Lesson 82: Virtuoso Studies, Part 2 — Articulation Patterns
- Drill the four most common Baroque articulation patterns at performance tempo.
- Apply each pattern to a Telemann fantasia and listen for the change in line.
How a note begins matters as much as what note it is.
Baroque articulation in fast figuration is neither all-tongued nor all-slurred but a mixture chosen for the figure.
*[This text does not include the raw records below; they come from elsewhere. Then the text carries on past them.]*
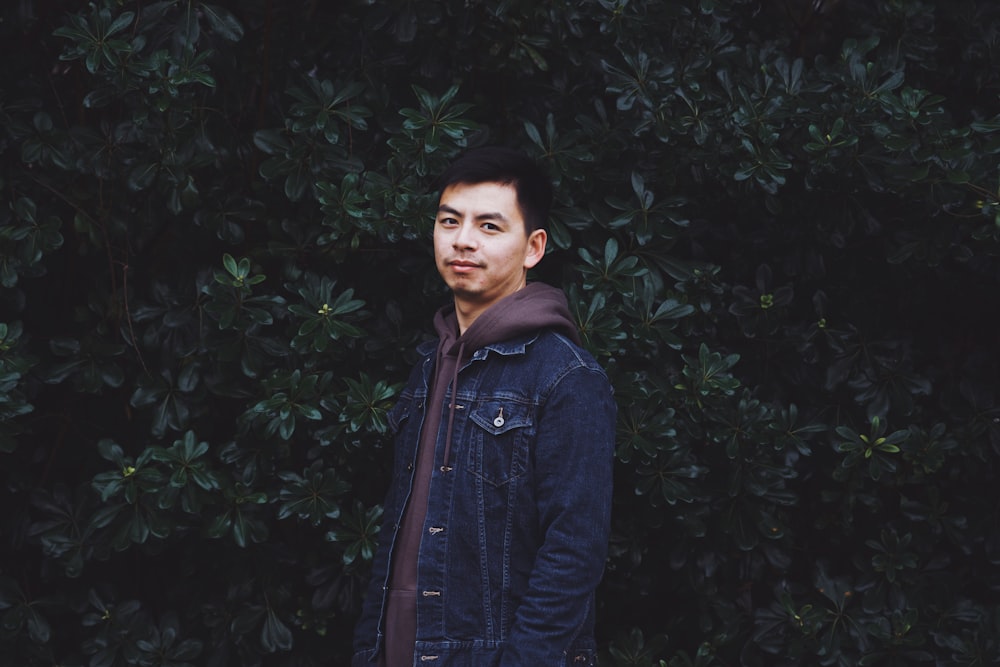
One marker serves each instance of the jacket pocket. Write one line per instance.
(499, 443)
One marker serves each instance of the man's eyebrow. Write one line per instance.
(444, 208)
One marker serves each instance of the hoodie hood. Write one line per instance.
(535, 307)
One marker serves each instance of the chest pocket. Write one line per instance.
(499, 445)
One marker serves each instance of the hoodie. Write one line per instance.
(533, 308)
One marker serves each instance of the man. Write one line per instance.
(496, 522)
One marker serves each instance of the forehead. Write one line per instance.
(479, 198)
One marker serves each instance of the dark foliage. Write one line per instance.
(778, 224)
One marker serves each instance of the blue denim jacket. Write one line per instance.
(516, 533)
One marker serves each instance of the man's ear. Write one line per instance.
(536, 248)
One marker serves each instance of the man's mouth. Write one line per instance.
(462, 266)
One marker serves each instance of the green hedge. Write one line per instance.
(778, 224)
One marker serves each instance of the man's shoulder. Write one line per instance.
(550, 348)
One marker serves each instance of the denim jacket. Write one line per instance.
(516, 533)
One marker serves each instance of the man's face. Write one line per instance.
(480, 245)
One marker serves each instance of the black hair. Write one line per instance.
(494, 164)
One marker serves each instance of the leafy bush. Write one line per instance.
(778, 225)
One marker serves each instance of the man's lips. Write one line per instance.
(462, 265)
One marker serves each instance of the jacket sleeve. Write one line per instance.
(573, 457)
(367, 630)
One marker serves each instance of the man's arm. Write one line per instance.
(574, 456)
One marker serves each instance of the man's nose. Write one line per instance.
(464, 236)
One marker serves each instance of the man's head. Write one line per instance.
(483, 242)
(494, 164)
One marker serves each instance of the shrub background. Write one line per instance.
(777, 223)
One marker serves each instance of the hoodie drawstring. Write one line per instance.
(451, 408)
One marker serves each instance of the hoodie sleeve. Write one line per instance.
(574, 455)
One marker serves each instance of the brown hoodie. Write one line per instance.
(535, 307)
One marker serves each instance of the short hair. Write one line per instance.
(495, 164)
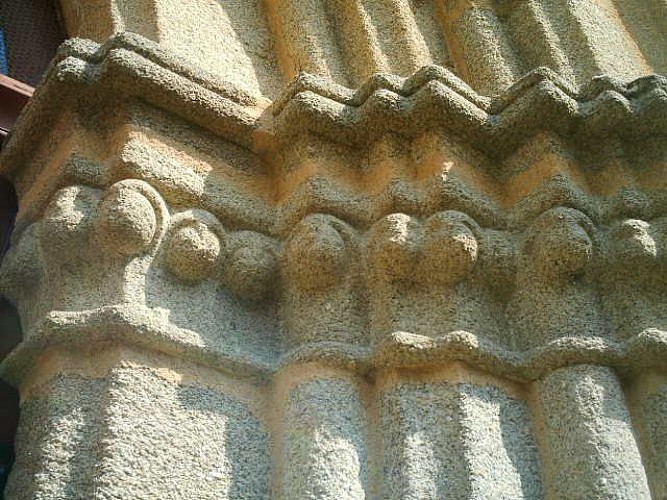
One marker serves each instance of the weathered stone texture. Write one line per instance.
(344, 249)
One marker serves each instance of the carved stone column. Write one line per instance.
(235, 287)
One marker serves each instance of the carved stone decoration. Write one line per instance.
(343, 249)
(194, 244)
(554, 296)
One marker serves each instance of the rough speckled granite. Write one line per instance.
(344, 249)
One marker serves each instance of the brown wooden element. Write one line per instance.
(14, 96)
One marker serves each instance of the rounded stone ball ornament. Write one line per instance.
(450, 248)
(127, 220)
(193, 245)
(192, 252)
(316, 253)
(251, 266)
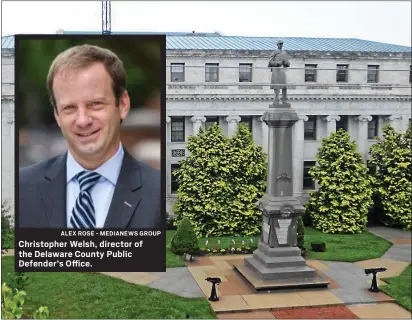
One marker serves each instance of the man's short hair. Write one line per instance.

These drills cycle through the four most common mixtures so each is available when a passage calls for it.
Pattern 1 — slur 2, tongue 2 (the “two-and-two”)
The standard pattern for running eighths: slur a pair, tongue a pair.
Pattern 2 — slur 3, tongue 1 (the “three-and-one”)
For dance movements: the slurred three roll forward into the tongued downbeat.
Pattern 3 — tongue 1, slur 3 (the “reverse”)
The mirror of Pattern 2 — tongued note first, slurred three trailing; more lifted.
Pattern 4 — all double-tongued
For fast continuous sixteenths only, when no other pattern fits.
The daily warm-up
Ten minutes per session, cycling through the four patterns:
- Two-and-two on a major scale at quarter = 96.
- Three-and-one on the same scale.
- Reverse three-and-one on the same scale.
- Double-tongued sixteenths on the same scale at quarter = 110.
Cycle daily for a month until the patterns are automatic.
Now play these
- Telemann: Twelve Fantasias, TWV 40:102
- Passages that benefit from every pattern above in sequence.
- Telemann: Twelve Fantasias, TWV 40:101
- Replay with deliberate pattern choices, varying by passage.
When all four patterns sit at performance tempo without conscious thought, and a recording of the same fantasia played with different pattern choices sounds audibly different from itself, move on to Lesson 83.